Our medical billing services are supported by our Team’s deep industry expertise and efficient software tools. We optimize your entire revenue cycle and take on your most time-consuming tasks to ensure that your medical practice is running at maximum efficiency and profitability. Our team becomes an extension of your practice focused on your bottom line and reducing your administrative burden. Our advanced reporting and business analytics give you complete transparency and control of the entire billing process.
Initial process of Medical billing is Patient registration, which includes the entry of basic information and demographic information of the pateint into the medical billing software provided by the Provider office. An new account would be created for each patient to keep track of the complete Medical and transaction history of a patient.
Eligibility verification is the most important and the first step in the medical billing process. Research confirms that most of the claims are denied or delayed due to inadequate or incorrect coverage information provided by the patients during visits and current coverage information not updated by the office / hospital staff. This lack of or improper insurance eligibility verification directly impacts the reimbursements.
All healthcare entities are looking forward to the next radical change, which is the ICD-10 medical coding implementation. This transition to the ICD-10 code sets is expected by Oct, 2015 and Facilities, clearing houses, Payers and medical coding companies have already started preparing for the change. This transition to the ICD-10 codes is set to bring about efficiencies in improving patient care, increasing physician billing accuracy, enhancing clinical performance and several other benefits that the ICD-10 medical coding transition is slated to augment in the first few months of its implementation.
Charge entry is one of the key areas in medical billing. In the medical billing charge entry process, created patient accounts are assigned with the appropriate $ value as per the coding and appropriate fee schedule. The charges entered will determine the reimbursements for physician’s service. Therefore, care should be taken to avoid any charge entry errors which may lead to denial of the claims. Moreover, good co-ordination between the coding and the charge entry team will produce enhanced results.

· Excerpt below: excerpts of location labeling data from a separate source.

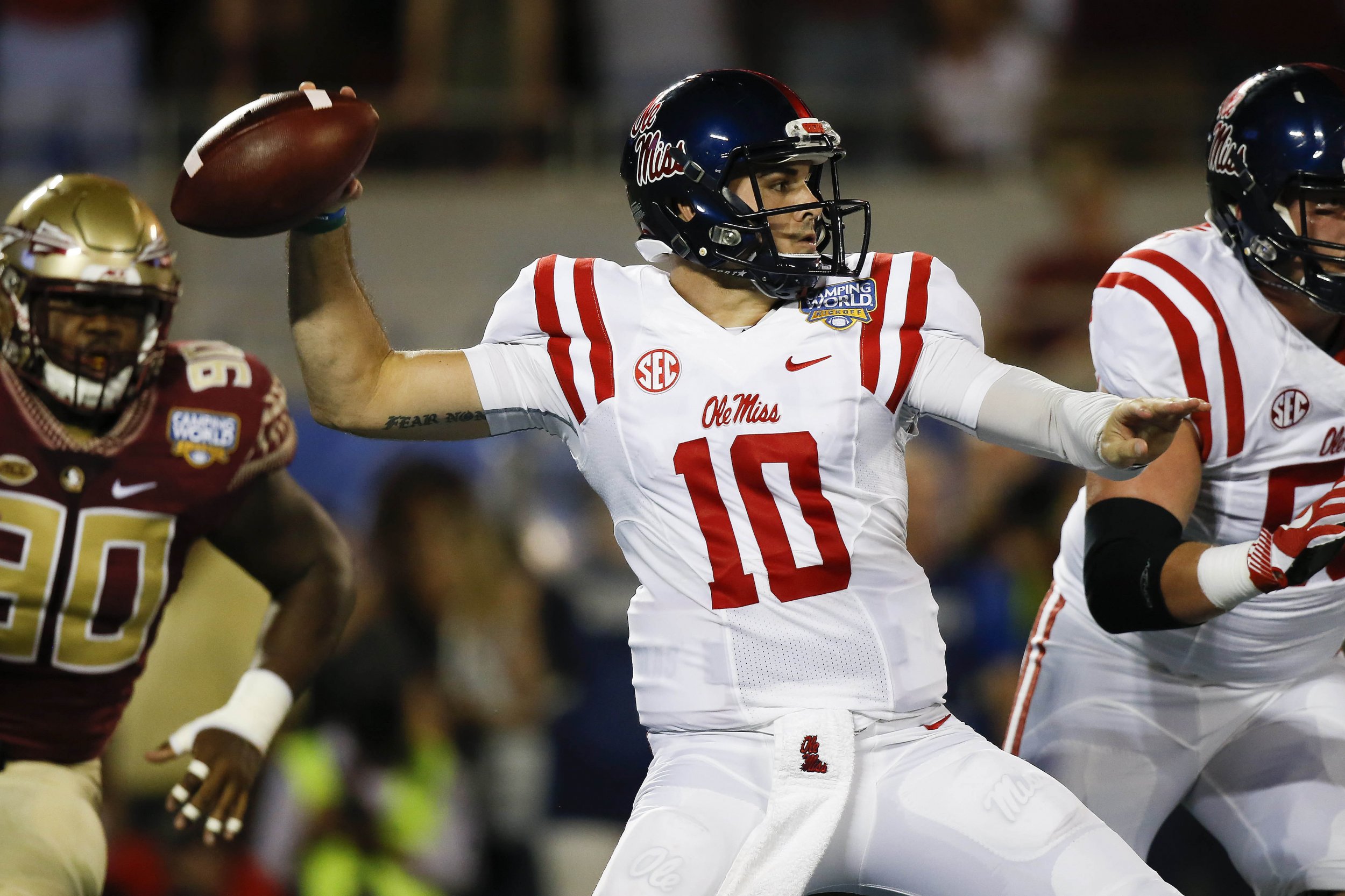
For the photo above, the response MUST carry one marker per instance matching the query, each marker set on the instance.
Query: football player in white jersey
(1190, 651)
(741, 406)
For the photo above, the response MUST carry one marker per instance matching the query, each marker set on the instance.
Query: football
(273, 163)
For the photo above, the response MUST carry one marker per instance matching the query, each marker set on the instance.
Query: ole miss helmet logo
(1289, 408)
(657, 371)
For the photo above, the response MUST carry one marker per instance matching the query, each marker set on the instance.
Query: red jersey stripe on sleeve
(870, 337)
(591, 317)
(557, 344)
(1234, 407)
(912, 342)
(1184, 337)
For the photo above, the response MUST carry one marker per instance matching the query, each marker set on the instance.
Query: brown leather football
(275, 163)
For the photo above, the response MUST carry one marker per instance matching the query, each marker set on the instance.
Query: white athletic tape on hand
(1223, 575)
(254, 712)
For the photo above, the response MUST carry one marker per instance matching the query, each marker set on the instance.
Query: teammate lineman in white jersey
(741, 407)
(1149, 681)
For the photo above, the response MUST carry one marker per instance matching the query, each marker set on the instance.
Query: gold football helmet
(87, 293)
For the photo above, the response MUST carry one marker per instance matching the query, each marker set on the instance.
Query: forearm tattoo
(397, 422)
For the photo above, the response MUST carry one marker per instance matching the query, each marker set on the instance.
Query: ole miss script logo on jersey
(1289, 408)
(657, 371)
(841, 304)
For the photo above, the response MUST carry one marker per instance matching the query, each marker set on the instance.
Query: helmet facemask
(89, 347)
(88, 290)
(749, 244)
(1293, 250)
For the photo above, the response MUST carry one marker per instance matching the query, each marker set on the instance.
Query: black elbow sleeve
(1126, 544)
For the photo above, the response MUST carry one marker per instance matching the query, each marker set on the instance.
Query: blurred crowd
(966, 84)
(477, 733)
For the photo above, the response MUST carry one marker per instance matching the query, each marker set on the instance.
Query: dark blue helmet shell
(701, 132)
(1277, 141)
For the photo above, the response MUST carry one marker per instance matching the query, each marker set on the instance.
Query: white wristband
(254, 712)
(1224, 578)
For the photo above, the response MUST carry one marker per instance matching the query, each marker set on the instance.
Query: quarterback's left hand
(1141, 430)
(228, 767)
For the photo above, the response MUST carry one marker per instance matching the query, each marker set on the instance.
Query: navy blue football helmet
(1278, 143)
(703, 132)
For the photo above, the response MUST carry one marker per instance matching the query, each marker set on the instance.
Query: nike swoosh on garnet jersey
(791, 365)
(120, 493)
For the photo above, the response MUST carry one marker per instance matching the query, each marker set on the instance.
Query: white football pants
(931, 813)
(1262, 767)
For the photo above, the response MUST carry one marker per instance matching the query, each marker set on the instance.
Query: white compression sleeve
(1031, 414)
(1012, 407)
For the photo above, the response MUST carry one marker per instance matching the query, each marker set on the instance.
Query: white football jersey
(1179, 315)
(755, 477)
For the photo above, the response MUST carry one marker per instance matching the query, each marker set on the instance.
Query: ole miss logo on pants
(809, 750)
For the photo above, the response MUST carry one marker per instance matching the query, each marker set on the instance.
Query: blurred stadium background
(478, 733)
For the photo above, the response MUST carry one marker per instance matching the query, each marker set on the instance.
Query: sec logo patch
(1289, 408)
(657, 371)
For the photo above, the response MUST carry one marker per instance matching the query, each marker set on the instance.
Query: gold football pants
(52, 838)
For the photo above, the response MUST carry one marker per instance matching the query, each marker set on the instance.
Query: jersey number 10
(749, 452)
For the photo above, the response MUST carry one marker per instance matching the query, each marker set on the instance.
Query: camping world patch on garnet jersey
(202, 438)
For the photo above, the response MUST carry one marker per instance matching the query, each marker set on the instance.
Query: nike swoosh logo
(790, 364)
(122, 493)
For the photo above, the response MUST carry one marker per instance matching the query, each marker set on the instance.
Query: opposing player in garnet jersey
(741, 407)
(1190, 649)
(117, 452)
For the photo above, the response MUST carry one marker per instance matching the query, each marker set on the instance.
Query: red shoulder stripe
(1234, 407)
(1184, 337)
(870, 337)
(600, 346)
(912, 344)
(558, 344)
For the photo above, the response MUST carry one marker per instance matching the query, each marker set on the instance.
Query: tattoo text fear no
(397, 422)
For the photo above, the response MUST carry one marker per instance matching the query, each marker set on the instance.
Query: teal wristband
(324, 224)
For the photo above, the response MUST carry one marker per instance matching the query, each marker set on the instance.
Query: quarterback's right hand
(1296, 552)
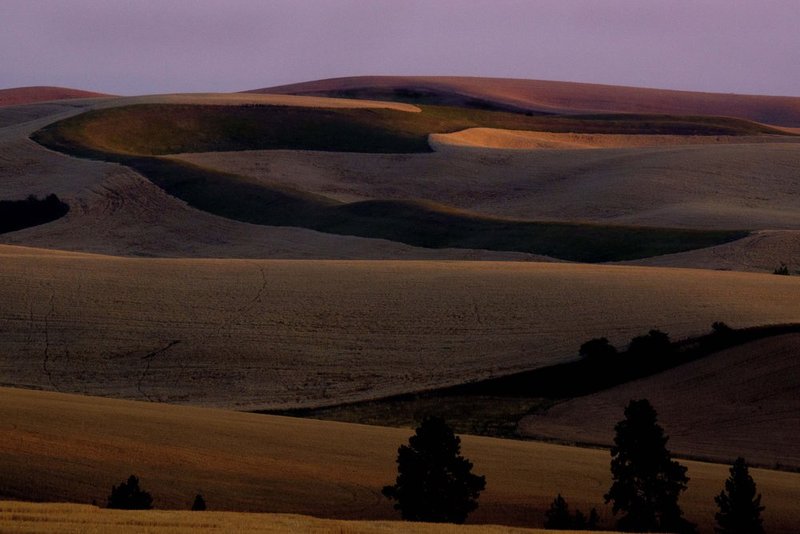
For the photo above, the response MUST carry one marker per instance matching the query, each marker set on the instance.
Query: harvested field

Operomed can do a complete EDI set-up for new practices or practices moving from paper based claims to electronic forms. The process includes setting up the user and database on the EDI (Clearing House) website, testing with sample batches to ensure that the 837 and 835 are processed correctly and integrating the EDI with the Billing system for ‘one touch’ transmission of claim batches. Other aspects that can be set-up are 276/277 (Claim Status) and 270/271 (Eligibility and Benefits verification).
The payments in lieu of claims, which are received from the Payer and Patients, are posted in the medical billing system of the client to reconcile the claim. We also does electronic payment posting in to the medical billing software and handles the exceptions (fallouts) manually to make sure no payment is missed. The posted ERAs are stored either in the billing system or a Document Management system (DMS) for future reference.
All payers either send an EOB (explanation of benefits) or ERA (electronic remittance advice) towards the payment of a claim. The medical billing staff posts these payments immediately into the respective patient accounts, against that particular claim to reconcile them. The payment posting is handled according to client-specific rules that would indicate the cut-off levels to take adjustments, write-offs, refund rules etc. When the client’s office delays in either depositing the Payer checks or sending the ERAs and EOBs for posting, then a negative balance prevails for that claim, which is a false representation of the actual scenario. This false representation would show an inflated AR, resulting in the Physicians not knowing exactly how much revenue is due to them.
There could be several reasons why the patient needs to pay a part of the expenses including co-pays, deductible and non-covered services. If the amount due from the patients is very minimal, the Provider can set a mandate for taking write-offs. If the amount is quite large, then it should be collected from the patients either prior to or after rendering the services. Patients typically pay through checks or credit cards (via patient portals) and these need to be correctly accounted against the claim to avoid any inflated AR and proper closing of the claim.
Operomed, is dedicated to minimize lost reimbursements and denials with highly efficient systems and services designed to meet our clients’ needs. One of the major problems faced by healthcare providers and medical billing companies is that a large proportion of rejected claims goes unattended and is never resubmitted. Our Denial Management process uncovers and resolves the problem leading to denials and shorten the accounts receivables cycle. The denial management team establishes a trend between individual payer codes and common denial reason codes. This trend tracking helps to reveal billing, registration and medical coding process weaknesses that are then corrected to reduce future denials, thus ensuring first submission acceptance of claims. Also, the payment patterns from various payers are analyzed for setting up a mechanism to alert when a deviation from the normal trend is seen.
At Operomed, the AR management team is structured to be a complete solution provider to address difficulties that occur in cash flows and is operated as a part of the medical billing team. The goal here is to recover the funds owed to the client as quickly as possible. We aim at accelerating cash flows and reducing the Accounts Receivable days by submitting error free clean-claims, proper analysis of denied claims and regular follow-ups with insurance companies and patients for outstanding claims and dues.